Growth has definitely come since Synectics acquired LOOK CCTV. Go-Ahead has teamed up with the business to enhance surveillance systems and integration across its UK bus operations. The contract includes the installation, maintenance and support of CCTV systems on the operator’s fleet of 4,600 buses. A fundamental element of this new strategic partnership will be the development of an integrated software solution, the surveillance specialist’s Synergy security management system. This solution integrates the company’s on-vehicle CCTV with other critical business systems. This is intended to help to reduce costs, improve efficiency and make surveillance footage easier to access and utilise.
Synectics has signed two new deals with Cardiff Bus to supply CCTV systems for 30 new vehicles it acquired in 2013, as well as service and maintain surveillance systems across the existing 220 strong fleet.
It is not just in the UK where Synectics has achieved some success. It has also relatively recently equipped 51 Wrightbus double deckers with onboard CCTV and recording systems, following a major order from Hong Kong operator New World First Bus Services Limited (NWFB)/Citybus Limited (CTB).
Synectics’ client list now includes Metroline, London United, Dublin Bus, Abellio in London, ADL, Wrightbus and many others. Synectics supports over 20,000 CCTV systems and over 3,000 telematics systems. More than 6,000 units of its T-series DVRs are in operation today.
Growth has come from not just the bus and coach sector, but also blue light and light rail operations. These include the Northern Line, Jubilee Line and DLR in London, as well as the Nexus Metro in Newcastle. Jeff stresses that the intention is to remain a PCV specialist, saying the core of the business is bus and coach. ‘It’s 90% of what we do,’ he said.
However, whilst positioning the business for further growth, Jeff said it is important for the company to look after its core market. He said the business will maintain the values and ethos it has had since its foundation. Jeff said that when he was appointed MD, one of the first things he did was to talk to John to understand what is at the heart of the company’s success.
Jeff said, ‘We always take a look at where the customer is trying to get to and try to work out how we can get them there. We are very much big believers in continuously improving. We are never satisfied, we are obsessive compulsive about improving customer service. This all starts with the ethos and beliefs of the company.’
He continued, ‘Sometimes customers may be concerned about getting locked into a product. That’s not the case with us, the only way you’ll get locked in is because you will want to stay with us.’
Referring to the efforts of the management team in place now, John said, ‘You lads have done a tremendous job. You have more than doubled the success we had by now, and I hope you keep doing that.’

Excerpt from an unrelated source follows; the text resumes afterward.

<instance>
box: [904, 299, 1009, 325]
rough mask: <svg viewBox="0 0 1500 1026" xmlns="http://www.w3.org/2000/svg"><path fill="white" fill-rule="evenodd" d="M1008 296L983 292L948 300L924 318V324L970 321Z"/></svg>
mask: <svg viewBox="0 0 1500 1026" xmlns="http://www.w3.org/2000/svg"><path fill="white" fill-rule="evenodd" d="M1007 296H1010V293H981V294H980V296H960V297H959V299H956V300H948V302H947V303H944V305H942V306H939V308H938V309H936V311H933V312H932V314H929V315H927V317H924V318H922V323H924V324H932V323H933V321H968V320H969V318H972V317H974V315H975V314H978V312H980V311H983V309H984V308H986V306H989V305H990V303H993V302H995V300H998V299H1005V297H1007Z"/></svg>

Jeff said, ‘We’re incredibly proud of our history and of the organisation we have grown to be. Today, our systems can be found on bus and coach fleets, but also on light rail vehicles, ambulances and fire appliances. 25 years ago, we were a small local business, today we have global reach: over 1,000 vehicles in Hong Kong carry our equipment. And long gone are the days when CCTV was a ‘grudge purchase’ for operators. In fact, for many of our customers, CCTV has become a cornerstone of their operations that has a direct impact on the bottom line. Me, my team here in Preston, and our nationwide network of service engineers are looking forward to continuing our journey with the coach and bus sector – making onboard systems work harder for operators every day!’